Capitalism and socialism are two contrasting models that affect the way how states operate their governments (Sherman and Robert, 11). In a capitalist state, individuals own economic systems. Contrastingly, in a socialist state, the state owns and controls the economic systems. Similarly, under capitalism, state governments are required to enforce laws and regulations favorable to privately owned companies. However, under socialism, the state governments enforce laws emphasizing on equal distribution of wealth among the people. In the US, most states are capitalist. However, because socialist states heavily tax their citizens, critics view some of the US states such as Mississippi and Alaska as the most socialist states in the US (Sherman and Robert, 11).

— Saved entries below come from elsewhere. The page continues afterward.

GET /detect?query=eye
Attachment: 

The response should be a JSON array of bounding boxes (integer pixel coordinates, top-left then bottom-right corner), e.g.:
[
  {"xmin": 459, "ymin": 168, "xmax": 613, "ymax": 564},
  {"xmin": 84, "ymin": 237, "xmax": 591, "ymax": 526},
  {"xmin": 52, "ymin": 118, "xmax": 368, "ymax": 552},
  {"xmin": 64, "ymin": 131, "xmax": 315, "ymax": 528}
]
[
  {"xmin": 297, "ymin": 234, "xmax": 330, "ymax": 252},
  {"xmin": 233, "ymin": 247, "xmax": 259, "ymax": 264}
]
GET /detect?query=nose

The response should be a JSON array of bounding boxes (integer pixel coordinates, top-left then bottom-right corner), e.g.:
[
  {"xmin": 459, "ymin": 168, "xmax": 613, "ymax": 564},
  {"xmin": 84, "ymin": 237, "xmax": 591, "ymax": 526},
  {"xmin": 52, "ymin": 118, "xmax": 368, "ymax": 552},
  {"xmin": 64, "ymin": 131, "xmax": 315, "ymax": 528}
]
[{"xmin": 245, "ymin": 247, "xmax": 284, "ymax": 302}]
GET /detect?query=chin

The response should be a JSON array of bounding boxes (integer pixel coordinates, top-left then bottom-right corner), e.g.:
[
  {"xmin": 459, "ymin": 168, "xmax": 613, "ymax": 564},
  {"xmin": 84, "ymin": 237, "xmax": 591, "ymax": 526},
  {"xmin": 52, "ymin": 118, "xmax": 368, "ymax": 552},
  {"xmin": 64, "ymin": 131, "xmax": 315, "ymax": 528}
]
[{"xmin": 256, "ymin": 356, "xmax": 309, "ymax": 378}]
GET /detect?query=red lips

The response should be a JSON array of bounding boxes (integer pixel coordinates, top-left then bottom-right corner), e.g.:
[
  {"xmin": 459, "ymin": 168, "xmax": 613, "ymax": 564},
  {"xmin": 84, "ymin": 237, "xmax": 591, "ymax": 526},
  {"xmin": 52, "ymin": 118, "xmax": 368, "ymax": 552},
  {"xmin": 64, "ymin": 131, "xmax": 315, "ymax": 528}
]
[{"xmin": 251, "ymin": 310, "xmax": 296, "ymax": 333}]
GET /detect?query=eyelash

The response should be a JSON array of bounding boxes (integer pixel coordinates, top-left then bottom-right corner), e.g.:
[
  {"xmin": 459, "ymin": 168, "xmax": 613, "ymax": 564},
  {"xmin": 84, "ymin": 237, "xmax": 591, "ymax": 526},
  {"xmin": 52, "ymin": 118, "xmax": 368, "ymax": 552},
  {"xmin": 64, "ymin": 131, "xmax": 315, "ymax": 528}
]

The configuration of Texas and California states governments’ structures take the form of a pyramid. These governments consist of the executive, legislature, and judiciary (Hays, 1). Similarly, in both governments, the governor is the head of the executive. Governors are elected to serve for four-year terms. The main difference between these two governments is their judicial structures. California’s judicial system comprises of three levels among which are supreme courts, courts of appeal, and the appellate courts. On the other hand, Texas’ judiciary system is more complex than California’s system and comprises of local trial courts, appellate courts, Texas district courts, and supreme courts (Hays, 1).